The Prime Rate at time of posting was 3.25%. Thus, if enacted, the cap would be 8.25% until there is a change in the prime rate. A similar type of cap exists in North Carolina. Not very popular with the structured settlement factoring industry, some of whom may claim that such caps stifle competition (from some buyers of structured settlement payment rights choosing not do business in the state as a result) and thus (they claim) hurts the consumer.

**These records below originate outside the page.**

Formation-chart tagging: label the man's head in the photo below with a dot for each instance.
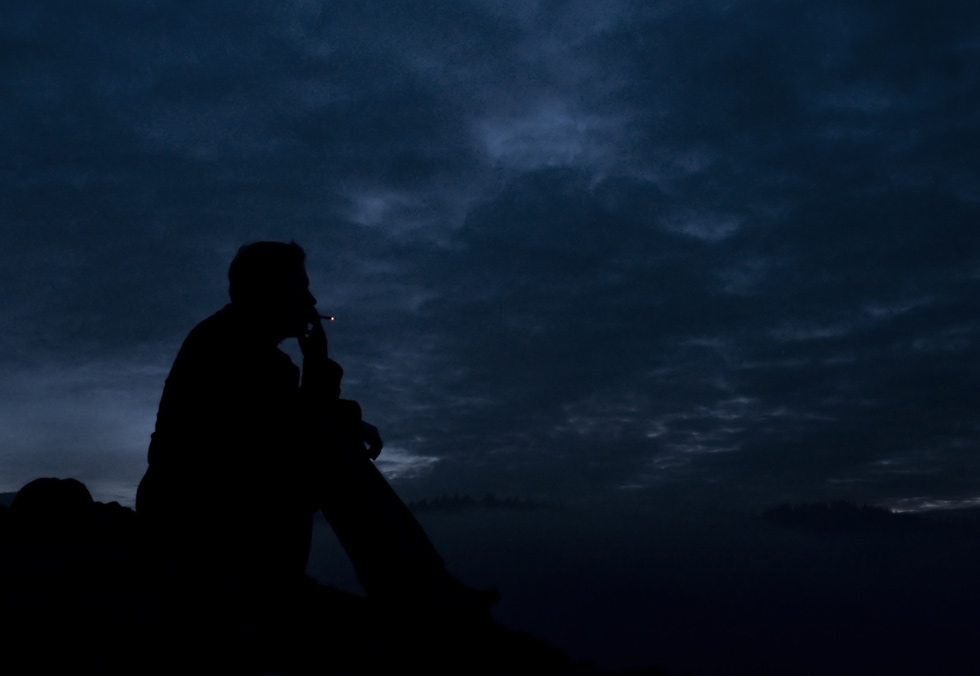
(268, 279)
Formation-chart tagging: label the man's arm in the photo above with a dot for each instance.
(321, 381)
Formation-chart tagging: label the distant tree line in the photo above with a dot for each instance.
(841, 516)
(456, 502)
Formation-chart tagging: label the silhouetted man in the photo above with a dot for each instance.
(247, 448)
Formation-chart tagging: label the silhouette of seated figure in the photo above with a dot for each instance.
(247, 447)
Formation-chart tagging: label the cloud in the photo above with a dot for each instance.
(568, 244)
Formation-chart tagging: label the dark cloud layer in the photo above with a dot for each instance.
(574, 247)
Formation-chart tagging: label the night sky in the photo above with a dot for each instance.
(578, 251)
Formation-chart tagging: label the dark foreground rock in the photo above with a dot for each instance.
(79, 595)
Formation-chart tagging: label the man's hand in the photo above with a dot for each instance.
(372, 440)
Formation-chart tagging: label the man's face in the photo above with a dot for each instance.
(298, 304)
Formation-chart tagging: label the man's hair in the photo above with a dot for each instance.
(260, 269)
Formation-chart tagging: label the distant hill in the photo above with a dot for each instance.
(843, 517)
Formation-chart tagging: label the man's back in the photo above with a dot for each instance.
(230, 454)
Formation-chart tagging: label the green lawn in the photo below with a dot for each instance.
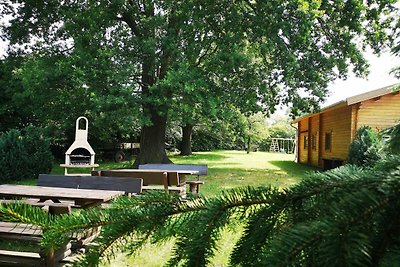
(227, 169)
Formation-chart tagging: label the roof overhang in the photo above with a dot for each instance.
(394, 88)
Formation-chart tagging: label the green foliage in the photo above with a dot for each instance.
(152, 57)
(365, 148)
(226, 133)
(24, 155)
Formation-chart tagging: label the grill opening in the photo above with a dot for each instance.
(80, 156)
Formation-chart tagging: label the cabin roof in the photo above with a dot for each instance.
(354, 100)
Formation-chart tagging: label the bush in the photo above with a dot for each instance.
(23, 155)
(364, 150)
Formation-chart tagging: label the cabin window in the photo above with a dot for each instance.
(328, 141)
(314, 141)
(305, 142)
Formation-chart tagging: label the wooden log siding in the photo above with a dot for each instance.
(303, 130)
(338, 122)
(378, 109)
(313, 131)
(380, 113)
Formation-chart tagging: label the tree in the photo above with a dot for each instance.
(343, 217)
(290, 47)
(364, 150)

In any case, a company discounting payments with an 8.25% discount would not be very competitive in today's marketplace, where one company advertises an average discount rate of 6.05%, Berkshire Hathaway's Hardship Exchange offers a 6.5% discount rate and the 800 lb gorilla JG Wentworth will consume any banana that looks ripe and beat any rate it chooses to.
549.32 APPLICATION; PROCEDURE FOR APPROVAL OF
(a) An application for authorization under section 549.31 of a transfer of structured
settlement payment rights must be filed in the district court in the county in which the payee
(b) The payee must appear in person at the hearing unless the court determines that good
cause exists to excuse the payee from appearing in person.
Good idea to bring Minnesota in line with other states that require a personal appearance so that the judge can get a good read on the seller, and reduce the incentive for factoring companies to forum shop annuitants into other counties or states with Judge Rubber Duck Stamp presiding.
[549.325] PROHIBITED PRACTICES.
No transferee shall:
(1) represent the payee;
(2) intervene in a pending structured settlement transfer proceeding, if the transferee is
not a party to such proceeding or an interested party relative to the proposed transfer that
is the subject of the pending structured settlement transfer proceeding;
(3) offer or provide any gift, loan, extension of credit, or advance as an inducement to
enter into a transfer agreement or pay a fee to any person to refer a potential payee to the
transferee or any affiliate of the transferee;
(4) communicate with a payee or a person associated with the payee with excessive
frequency, at unusual hours, or in any other manner as reasonably may be expected to abuse
or harass the payee in connection with a proposed transfer;
(5) solicit a prospective payee through the conveyance of a document in any way
resembling a check or other form of payment;
(6) provide in a transfer agreement or related document that gives to the transferee the
first choice or option to purchase any remaining structured settlement rights belonging to
the payee; or
(7) solicit or petition for a transfer of a structured settlement from a minor or a parent
or guardian of a minor.
A violation of this section is a deceptive practice in violation of section 325F.69.
Finally, a state leading the line and putting some serious teeth into the regulation of sales practices of structured settlement factoring companies and their representatives. The power, to fine, suspend or terminate authority to do business is a powerful deterrent that should have been in the law from the start, but better late than never.
#7 is perhaps a nod to the still pending Barber case in Allegheny County Pennsylvania where factoring companies completed 3 deals, the first when Zach Barber was a 10-year-old minor and all before he turned 18, two of them in a county where the then minor Zach Barber did not reside. In each instance the factoring companies were not forthright about prior transfers and judges did not parse the fact that the proposed purpose of the cash raised from each of the sales was the same.
Residents of Minnesota Considering Investing in Structured Settlement Payments Rights
Minnesota is one of 31 states that have adopted the Life & Health Guaranty Association Model Act (2017 revisions). In states that have adopted the Life & Health Guaranty Association Model Act (#520), contained in the 2017 revisions, Sections 3 (A) (5) (c) and 3 (B) (2) (n), guaranty associations do NOT provide coverage for (A) persons who acquire the rights to payments from a structured settlement annuity through a factoring transaction (as defined in 26 U.S.C. 5891 (c) (3) (A)) and (B) benefits to which a payee (or beneficiary) has transferred his rights in a factoring transaction (as defined in 26 U.S.C. 5891 (c) (3) (A)).